Wednesday, August 12, 2009

Bottled Water: The New Gas Guzzler

Wall Street Journal blogger Kelly Evans has an interesting post today about how the bottled water industry is struggling, as Nestle reported that sales in its water division dropped 3 percent for the first half of the year.

That division, which includes Perrier and San Pellegrino brands, accounts for 10 percent of Nestle's total sales. Such a substantial dip in sales helped drag Nestle's profits down 3 percent during the first half of the year.

Nestle isn't the only company to face decreased demand for bottled water; PepsiCo's bottled water sales are also down as consumers are coming to the realization that bottled water is bad for the environment and their budgets. The industry, which has nearly doubled since 2000, contracted by 3.2 percent last year, according to the International Bottled Water Association.
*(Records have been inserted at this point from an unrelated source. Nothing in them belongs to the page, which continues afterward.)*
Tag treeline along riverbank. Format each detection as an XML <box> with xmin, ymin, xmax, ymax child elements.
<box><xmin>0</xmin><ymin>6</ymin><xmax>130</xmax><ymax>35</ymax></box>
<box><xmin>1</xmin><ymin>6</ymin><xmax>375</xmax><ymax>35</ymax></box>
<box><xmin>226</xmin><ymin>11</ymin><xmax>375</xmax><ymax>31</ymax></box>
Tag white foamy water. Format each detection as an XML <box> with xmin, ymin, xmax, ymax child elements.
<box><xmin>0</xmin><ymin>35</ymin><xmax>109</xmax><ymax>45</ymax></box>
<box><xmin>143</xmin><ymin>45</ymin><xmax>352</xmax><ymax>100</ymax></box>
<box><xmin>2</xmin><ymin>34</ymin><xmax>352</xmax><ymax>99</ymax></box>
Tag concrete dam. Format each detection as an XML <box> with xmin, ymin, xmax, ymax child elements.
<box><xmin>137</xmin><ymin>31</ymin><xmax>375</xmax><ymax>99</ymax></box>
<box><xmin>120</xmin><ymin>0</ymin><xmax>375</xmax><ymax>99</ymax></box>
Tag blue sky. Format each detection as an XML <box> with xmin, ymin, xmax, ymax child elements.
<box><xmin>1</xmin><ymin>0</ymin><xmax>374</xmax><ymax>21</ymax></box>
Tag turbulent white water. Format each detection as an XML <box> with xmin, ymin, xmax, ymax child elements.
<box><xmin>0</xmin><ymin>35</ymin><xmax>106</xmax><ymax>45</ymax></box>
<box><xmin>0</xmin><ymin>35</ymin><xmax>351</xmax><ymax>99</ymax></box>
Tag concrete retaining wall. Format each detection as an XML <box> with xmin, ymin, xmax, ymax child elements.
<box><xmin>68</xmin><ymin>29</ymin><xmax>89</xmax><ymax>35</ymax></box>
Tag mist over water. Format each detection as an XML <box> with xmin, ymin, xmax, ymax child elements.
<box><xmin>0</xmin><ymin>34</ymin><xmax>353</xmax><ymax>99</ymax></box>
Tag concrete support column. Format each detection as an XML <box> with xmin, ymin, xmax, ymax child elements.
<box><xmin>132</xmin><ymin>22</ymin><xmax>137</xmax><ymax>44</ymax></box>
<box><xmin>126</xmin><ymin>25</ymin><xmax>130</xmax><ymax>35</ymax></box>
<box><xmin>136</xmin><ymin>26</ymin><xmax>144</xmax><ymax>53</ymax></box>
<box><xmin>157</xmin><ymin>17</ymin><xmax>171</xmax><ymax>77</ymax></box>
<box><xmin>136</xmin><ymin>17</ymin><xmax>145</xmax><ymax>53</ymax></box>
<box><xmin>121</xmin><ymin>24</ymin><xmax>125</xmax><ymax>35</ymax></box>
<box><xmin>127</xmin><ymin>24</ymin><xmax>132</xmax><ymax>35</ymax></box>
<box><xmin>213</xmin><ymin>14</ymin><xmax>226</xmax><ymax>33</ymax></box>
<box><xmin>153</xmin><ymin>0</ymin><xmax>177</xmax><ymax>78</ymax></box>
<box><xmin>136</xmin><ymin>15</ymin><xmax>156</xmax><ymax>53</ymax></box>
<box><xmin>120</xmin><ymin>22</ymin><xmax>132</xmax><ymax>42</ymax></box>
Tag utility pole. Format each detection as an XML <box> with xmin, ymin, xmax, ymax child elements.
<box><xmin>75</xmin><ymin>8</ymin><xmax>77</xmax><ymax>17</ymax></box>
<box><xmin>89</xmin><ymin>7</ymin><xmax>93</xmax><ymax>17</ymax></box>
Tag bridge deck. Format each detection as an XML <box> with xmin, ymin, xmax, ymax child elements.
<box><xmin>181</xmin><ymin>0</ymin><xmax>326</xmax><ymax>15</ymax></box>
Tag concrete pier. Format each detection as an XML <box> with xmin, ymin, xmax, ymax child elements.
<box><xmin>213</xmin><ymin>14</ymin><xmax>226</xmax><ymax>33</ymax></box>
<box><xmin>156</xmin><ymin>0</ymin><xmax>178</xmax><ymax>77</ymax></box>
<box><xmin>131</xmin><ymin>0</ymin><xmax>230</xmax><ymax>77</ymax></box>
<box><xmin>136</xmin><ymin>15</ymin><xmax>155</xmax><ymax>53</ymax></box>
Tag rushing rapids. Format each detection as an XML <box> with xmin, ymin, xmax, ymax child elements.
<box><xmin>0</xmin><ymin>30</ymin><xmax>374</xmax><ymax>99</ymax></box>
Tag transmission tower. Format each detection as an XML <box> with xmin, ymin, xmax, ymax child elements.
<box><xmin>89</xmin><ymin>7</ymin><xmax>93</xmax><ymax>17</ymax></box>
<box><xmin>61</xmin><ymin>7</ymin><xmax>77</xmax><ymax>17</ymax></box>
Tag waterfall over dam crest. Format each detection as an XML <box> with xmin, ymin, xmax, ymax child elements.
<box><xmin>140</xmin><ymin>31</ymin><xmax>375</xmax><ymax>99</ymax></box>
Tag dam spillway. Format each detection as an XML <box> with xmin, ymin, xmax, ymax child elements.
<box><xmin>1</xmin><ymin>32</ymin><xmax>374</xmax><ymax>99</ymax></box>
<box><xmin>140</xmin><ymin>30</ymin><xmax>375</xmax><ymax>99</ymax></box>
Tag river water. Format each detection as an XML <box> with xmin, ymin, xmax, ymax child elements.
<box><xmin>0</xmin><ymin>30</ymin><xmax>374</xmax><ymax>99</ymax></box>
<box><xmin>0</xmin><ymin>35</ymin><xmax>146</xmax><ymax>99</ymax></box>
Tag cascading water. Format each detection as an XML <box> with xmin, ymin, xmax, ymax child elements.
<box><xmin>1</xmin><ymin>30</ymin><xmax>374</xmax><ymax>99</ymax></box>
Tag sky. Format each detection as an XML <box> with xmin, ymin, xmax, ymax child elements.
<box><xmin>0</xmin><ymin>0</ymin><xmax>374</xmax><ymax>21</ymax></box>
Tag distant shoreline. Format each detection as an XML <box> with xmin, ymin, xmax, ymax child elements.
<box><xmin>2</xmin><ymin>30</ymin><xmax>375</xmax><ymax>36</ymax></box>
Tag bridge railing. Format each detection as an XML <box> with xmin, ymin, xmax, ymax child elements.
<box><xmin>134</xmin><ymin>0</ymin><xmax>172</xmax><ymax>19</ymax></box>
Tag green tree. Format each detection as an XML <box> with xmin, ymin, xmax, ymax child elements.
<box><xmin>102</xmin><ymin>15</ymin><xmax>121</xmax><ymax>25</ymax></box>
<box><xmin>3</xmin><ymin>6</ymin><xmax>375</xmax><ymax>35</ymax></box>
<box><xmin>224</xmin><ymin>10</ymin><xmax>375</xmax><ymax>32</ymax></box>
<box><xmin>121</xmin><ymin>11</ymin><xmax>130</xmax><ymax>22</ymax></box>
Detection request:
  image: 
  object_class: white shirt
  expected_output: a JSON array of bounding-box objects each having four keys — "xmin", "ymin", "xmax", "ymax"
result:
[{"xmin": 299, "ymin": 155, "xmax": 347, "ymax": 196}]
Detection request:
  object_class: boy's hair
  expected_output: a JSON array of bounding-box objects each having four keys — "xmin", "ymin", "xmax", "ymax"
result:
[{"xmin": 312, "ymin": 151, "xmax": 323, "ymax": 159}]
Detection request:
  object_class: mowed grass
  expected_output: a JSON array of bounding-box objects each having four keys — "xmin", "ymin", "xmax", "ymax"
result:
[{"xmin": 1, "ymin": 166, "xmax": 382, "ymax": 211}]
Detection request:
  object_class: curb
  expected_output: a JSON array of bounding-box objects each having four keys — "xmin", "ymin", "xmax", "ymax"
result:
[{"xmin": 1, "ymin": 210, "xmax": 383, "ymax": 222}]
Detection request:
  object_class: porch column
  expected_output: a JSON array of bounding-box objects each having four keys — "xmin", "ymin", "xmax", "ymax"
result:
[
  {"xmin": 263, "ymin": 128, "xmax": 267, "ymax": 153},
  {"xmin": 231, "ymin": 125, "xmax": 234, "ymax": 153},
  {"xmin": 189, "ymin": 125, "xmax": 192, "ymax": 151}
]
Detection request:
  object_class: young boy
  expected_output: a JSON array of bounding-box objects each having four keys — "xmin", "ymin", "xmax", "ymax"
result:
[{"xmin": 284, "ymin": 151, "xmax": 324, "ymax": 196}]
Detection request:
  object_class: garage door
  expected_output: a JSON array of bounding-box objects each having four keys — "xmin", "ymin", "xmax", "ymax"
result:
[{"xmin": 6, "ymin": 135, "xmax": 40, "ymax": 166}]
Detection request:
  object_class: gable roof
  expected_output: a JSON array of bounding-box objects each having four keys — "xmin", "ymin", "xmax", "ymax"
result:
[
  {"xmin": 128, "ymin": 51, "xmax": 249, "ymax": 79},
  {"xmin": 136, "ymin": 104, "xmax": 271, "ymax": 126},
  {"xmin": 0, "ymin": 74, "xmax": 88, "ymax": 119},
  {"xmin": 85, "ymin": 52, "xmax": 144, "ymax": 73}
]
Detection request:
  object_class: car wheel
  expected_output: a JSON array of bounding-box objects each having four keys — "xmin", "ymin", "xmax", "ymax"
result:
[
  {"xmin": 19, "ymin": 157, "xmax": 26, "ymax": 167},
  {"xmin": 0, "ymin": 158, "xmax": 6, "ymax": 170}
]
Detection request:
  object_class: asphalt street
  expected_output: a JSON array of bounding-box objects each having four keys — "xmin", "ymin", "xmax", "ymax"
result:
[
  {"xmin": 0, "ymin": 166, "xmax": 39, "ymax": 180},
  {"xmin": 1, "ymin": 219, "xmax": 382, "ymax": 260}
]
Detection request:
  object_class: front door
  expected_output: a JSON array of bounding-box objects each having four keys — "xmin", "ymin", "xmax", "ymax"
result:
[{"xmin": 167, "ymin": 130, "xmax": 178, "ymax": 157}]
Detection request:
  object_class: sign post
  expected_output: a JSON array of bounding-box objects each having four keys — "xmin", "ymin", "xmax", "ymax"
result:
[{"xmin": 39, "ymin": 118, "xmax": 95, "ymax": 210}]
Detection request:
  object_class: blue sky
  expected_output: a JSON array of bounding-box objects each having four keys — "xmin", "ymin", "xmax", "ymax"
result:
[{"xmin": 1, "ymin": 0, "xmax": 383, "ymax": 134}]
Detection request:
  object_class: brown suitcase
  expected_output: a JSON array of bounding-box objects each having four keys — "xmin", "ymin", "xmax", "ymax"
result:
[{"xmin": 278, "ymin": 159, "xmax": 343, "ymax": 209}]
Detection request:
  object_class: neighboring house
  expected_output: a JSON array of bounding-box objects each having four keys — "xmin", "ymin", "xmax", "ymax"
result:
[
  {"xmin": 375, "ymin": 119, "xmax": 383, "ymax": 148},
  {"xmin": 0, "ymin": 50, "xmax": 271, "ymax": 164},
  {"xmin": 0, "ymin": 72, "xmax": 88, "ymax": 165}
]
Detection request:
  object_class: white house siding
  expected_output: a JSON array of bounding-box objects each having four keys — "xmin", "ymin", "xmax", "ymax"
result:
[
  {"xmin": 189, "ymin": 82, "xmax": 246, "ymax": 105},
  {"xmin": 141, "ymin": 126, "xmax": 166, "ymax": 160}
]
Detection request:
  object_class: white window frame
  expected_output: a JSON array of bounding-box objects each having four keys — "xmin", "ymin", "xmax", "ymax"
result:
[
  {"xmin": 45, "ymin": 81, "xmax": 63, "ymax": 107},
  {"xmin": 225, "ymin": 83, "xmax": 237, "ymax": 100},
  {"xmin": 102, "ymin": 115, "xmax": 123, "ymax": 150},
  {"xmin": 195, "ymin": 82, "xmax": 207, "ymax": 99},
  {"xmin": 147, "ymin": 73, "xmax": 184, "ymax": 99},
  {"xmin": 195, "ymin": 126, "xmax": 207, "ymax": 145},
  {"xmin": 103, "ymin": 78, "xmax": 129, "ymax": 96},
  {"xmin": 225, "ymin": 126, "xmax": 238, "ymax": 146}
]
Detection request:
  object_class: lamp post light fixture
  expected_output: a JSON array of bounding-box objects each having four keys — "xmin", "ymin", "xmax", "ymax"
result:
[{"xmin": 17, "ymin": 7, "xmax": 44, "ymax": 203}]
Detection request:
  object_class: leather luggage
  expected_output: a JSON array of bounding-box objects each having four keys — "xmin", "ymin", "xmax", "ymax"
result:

This recent trend of declining sales and profitability at bottled water companies presents an interesting scenario: Could the $11 billion bottled water industry become a dinosaur in the next five or 10 years?

At Primo Water, we certainly hope so.

This rampant water guzzling is a huge threat to our planet. It's gas guzzling under another guise.

America burns through 17 million barrels of oil every year to produce all those convenient bottles of pure spring water. That's enough to fuel 1 million cars!

In addition, each water bottle we buy consumes a quarter of its volume in oil production and transportation costs, as it's trucked cross country from the bottling plant to your local grocery store.

What's more, this nation disposes of 30 billion empty water bottles every year -- 2 million tons of water-bottle plastic winds up in landfills every year. That's because single-serving water bottles have a dismal recycling rate -- just 12 percent compared to 30 percent for other beverage bottles.

Though companies like Brita and Pur are pushing the notion that filtered tap water is the answer to America's bottled water addiction, it's not.

We'll save the detailed debate about tap water versus filtered water versus bottled water versus dispensed water for another post. But we will cast back a decade or more to that period when bottled water was gaining traction with consumers and the industry's sales were growing at double-digit rates.

What primary factors contributed to bottled water's popularity?

Taste, convenience and the ability to enjoy a cold one straight out of the fridge.

That last reason, in particular, is why many people continue to drink bottled water despite the steep environmental consequences. Filtered tap water is still tap water. It sure is convenient, and in some locales around the country, it's probably even tasty.

But thirst-quenchingly cold? All you're ever going to get from the kitchen sink is room temperature water.

Without an alternative -- like an attractive, convenient and affordable Primo water dispenser -- consumers are going to keep drinking bottled water and destroying the planet one 20-ounce PET bottle at a time.